I'm new here so I just read this thread for the first time this morning, and my first thought was "valve adjustment" -- possibly because the other thread mentioning dealers skipping this step was fresh in my mind.
However, the constant in your description is temperature: the problem only manifests itself when warm; the problem manifests itself sooner at higher ambient temperatures; the problem goes away when the engine is allowed to cool. What else changes as an engine heats up? It's a diesel, so there's no worry about vacuum leaks. It
could be something expanding and sticking in the fuel throttle -- but then I would think that would stick open too -- such that it would stay revved up and not shut down when warm. I keep coming up with valves.
I saw one or two others also mentioned valves, but that was dismissed by this post:
Compression would also be an issue any time but usually WORSE for mal seating valves when cold over hot (where they would happily expand and fit their seats nicely, unless the stems are lengthening which is more than an 'adjustment'. Valves usually wear down, not expand along the shaft. It should be throwing white smoke with bad valves as well.)
Unfortunately, that is not an accurate description. Valves don't expand to fill their seats. When valves expand, they do grow lengthwise along the stem -- that's the entire reason for ensuring there is a clearance gap when cold! The clearance will close as the valve heats up and the stem grows. If the thermal expansion of the valve stem exceeds the clearance, the valve does not fully close, compression is lost, power is reduced, and eventually the valve face will be "burnt" -- eroded away due to overheating. The valve is cooled primarily by conduction when closed, so at the moment it stops closing completely, it heats even faster.
Valves and camshafts can physically wear away, causing increased clearances. However, the lubrication system is designed to prevent this. The countervailing action is "valve recession" -- the constant hammering of the valve face against the valve seat gradually deepening the seat. As the seat recedes, the valve must rise higher to close and therefore the stem rises higher, reducing the cold valve clearance gap.

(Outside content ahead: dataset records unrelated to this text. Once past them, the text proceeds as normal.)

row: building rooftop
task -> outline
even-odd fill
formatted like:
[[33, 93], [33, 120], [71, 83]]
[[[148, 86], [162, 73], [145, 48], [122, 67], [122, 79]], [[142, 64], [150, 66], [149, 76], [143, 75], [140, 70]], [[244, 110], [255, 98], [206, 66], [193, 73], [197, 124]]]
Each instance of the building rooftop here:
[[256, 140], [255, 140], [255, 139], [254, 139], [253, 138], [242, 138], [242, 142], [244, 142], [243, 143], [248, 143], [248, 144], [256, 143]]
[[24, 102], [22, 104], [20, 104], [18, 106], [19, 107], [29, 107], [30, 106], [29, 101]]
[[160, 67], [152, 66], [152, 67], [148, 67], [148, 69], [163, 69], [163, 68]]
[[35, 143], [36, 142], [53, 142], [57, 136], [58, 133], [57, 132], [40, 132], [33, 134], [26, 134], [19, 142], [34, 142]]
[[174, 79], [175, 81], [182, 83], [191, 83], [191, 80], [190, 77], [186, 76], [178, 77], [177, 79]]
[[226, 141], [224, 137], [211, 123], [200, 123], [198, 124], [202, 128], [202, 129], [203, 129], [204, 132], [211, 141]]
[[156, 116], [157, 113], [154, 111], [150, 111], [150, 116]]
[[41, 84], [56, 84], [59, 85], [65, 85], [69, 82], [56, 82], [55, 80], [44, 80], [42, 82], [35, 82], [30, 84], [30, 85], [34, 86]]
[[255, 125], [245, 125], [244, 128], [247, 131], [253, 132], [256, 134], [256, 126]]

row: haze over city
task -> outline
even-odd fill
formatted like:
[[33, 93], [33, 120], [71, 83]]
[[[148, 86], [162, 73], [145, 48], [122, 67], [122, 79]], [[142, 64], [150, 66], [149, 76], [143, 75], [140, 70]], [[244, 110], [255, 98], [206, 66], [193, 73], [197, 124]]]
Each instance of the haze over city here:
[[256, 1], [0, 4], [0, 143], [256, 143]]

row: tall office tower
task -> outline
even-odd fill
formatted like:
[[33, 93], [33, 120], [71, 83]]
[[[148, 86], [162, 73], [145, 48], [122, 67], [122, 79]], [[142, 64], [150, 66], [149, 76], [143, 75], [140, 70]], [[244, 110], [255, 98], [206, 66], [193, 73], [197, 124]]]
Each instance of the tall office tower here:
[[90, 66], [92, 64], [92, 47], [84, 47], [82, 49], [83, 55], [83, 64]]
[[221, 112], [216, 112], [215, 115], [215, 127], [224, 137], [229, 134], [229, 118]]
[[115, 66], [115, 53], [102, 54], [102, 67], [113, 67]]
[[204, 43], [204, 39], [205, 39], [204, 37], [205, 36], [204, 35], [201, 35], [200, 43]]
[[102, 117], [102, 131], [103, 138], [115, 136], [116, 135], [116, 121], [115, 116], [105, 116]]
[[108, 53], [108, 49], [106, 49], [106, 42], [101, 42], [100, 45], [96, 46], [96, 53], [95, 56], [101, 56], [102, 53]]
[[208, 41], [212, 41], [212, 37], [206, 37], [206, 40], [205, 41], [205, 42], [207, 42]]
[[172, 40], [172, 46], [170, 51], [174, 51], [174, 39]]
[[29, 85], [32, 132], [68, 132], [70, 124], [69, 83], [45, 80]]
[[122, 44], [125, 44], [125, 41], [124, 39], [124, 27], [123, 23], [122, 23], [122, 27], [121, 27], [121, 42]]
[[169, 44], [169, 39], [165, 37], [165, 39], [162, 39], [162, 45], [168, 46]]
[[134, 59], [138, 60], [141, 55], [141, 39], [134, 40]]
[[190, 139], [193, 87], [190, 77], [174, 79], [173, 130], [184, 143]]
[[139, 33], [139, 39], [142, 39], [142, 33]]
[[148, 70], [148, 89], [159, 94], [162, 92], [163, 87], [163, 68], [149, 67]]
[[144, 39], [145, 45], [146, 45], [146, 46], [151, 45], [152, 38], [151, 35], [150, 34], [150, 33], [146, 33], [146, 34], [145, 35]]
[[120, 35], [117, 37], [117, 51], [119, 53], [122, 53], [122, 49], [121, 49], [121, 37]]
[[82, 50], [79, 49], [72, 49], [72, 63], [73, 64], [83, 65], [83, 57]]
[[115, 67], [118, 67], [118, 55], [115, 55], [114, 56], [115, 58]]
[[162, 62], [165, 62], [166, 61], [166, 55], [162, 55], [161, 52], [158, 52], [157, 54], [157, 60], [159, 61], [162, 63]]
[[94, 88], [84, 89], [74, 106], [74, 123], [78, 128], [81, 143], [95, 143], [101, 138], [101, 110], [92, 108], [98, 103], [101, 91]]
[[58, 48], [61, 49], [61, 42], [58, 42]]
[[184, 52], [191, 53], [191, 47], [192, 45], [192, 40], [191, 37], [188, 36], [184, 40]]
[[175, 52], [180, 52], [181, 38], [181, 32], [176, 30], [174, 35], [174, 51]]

There is a bit of a balance between the forces of wear and the forces of recession. On some engines, one will predominate, but others engines will differ. Variations in metallurgy can even mean differences from cylinder to cylinder within the same engine.
The engine needs 4 things to run: suck squish bang and blow. If the exhaust valves don't close fully, less suck, less squish, less bang. If the intake valves don't close fully, less squish, less bang, less blow.
You can't hurt anything by checking the clearances, and you may prevent serious long term damage even if it doesn't cure the immediate problem, so there's nothing to lose, IMHO.
But that's just my 2¢, and internet advice is often worth exactly what you paid for it.